This morning I woke up and was more tired than usual. On the bright side, it felt more like Wednesday than Thursday. If that's not good news, what is?
I also seem to have a bit of a bruise between the pointer finger and middle finger knuckles on my right hand. I think this might have something to do with my rigorous running. Because I'm secretly training for the zombie apocalypse (laser eyes, toiletry hoarding, running, etc) I can only assume that I unwittingly took it to the next level last night maybe punched a few trees in the tree faces.
Or I might have just clenched my fists a little too tightly at the dentist yesterday. Whatevs.
I also feel like the ball of my right foot is bruised. I've actually done that before by jumping in a lake and landing on a rock. It was one of those shake your head and wonder how on earth that even happens moments. Since I haven't been jumping into any lakes lately I'm going to assume that it's the running. I'm also going to assume that it's not a bruise but that my foot is just tired. So I've been hobbling.
All I really want to do this afternoon is sit at my desk, nap a little (under the desk), knit a little, drink a little decaf coffee, and eat. There is so much food in the office right now but I'm not even hungry. Doesn't a shortbread cookie with a chocolate chip muffin for desert appealing? Washed down with a little coffee? Massage my feet and I'm in Heaven!
So you know that we're going through Financial Peace University. It's amazing, for the record, and I highly highly recommend it to everyone. Even if you're like us and have never struggled with debt and have been pretty money smart you could still benefit from it. Like actually. If you're not really money smart, well, you could benefit from it even more. And Dave Ramsey's funny. Who doesn't like funny?

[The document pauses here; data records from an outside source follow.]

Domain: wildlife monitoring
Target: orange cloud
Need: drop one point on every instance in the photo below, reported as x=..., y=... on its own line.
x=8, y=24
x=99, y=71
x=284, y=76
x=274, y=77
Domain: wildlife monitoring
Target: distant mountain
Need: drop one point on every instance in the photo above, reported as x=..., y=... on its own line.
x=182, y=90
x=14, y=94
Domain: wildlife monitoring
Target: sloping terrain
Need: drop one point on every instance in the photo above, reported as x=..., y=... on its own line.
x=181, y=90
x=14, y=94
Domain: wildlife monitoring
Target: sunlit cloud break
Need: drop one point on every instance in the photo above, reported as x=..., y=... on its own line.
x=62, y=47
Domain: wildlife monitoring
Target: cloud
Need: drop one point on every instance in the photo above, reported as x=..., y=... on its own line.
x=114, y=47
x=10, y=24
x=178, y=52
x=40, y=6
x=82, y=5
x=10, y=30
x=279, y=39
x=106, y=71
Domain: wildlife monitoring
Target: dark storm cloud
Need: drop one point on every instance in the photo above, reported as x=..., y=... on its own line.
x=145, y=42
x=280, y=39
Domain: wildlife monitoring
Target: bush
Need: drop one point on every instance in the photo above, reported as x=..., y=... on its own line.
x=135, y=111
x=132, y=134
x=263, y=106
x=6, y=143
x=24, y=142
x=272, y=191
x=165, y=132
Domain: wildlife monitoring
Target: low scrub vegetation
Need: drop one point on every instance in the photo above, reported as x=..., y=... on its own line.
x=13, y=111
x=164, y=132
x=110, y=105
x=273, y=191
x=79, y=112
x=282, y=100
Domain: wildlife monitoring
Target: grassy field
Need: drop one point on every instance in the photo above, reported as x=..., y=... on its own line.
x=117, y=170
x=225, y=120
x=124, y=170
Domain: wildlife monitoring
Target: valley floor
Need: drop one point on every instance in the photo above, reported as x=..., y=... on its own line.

Well last night at FPU (as I shall now refer to it because it's a heck of a lot less typing) we were given some homework. For Sunday. Tonight is jam packed of busy and so is Saturday, so that leaves Friday night. Friday night is no longer dedicated to an intimate living room screening of Love Actually. It's going to be an evening of fun in the form of budgeting, Quicken, and making a practice stock portfolio. Sorry, it's invite only. Someday we'll be living in a house that we own which will make it all worth it. Until then, we'll spend our Friday nights arguing over finances. Lovingly.
Okay, I added a little sanity check in there in the form of a Skype date with my favourite Edmonton family. Because Calvin must never forget who we are. It's hard to buy the love of a 7 1/2 month old when he doesn't remember you. I'm hoping his baby brain does. We may need to tape a picture of us up in his crib. Our Christmas card, maybe? Too far? Just throwing ideas out there.
My boss has been out for lunch since noon. It's now 3. If I were a boss I would never come into the office except to interview people and fire them. And maybe to sit in my boss' chair and "supervise" while I was really playing Angry Birds Star Wars. What up, Piggy Death Star!
Right. Speaking of interviewing, people have been coming in to drop off their resumes for the past two days, and will continue to do so tomorrow. You know, to replace me. I should have thought a little bit harder about how I wanted to present myself to them, just to screw with their heads. Really mean? Really nice? Really busy? I dunno. Sobbing silently behind my monitor, telling them my dog just died but my boss won't let me go home to drag him out of the street? Maybe that's too far.
In case you're wondering, I've been playing the nice/busy card. Because I am nice, really I am, and I'm not actually busy but if they noticed that I was looking up Breaking Amish reunion special recaps it might look unprofessional.
My new position will involve a bit of screening candidates, and I just remembered how much fun that is. Recruiting and trying to steal companies' employees not so much, but weeding out resumes and people? So fun. People just walk in and usually right away you can tell whether they're worth talking to. I mean, it's all about how you carry yourself, how you say hello and whether you awkwardly throw your resume at me and sprint for the door or are happy to sit and chat for a minute with the boss. I think that's why I excel so much at interviews. Or something. I mean, my last two were raging successes. Thank God.
Is it strange that I compare myself to new candidates? I've had a couple people tell me they don't want me to leave. Then I have to pick my heart off the floor because it just melted. New me has some big shoes to fill. Just kidding, I don't think it'll be hard. Less than seven work days left here. Insanity.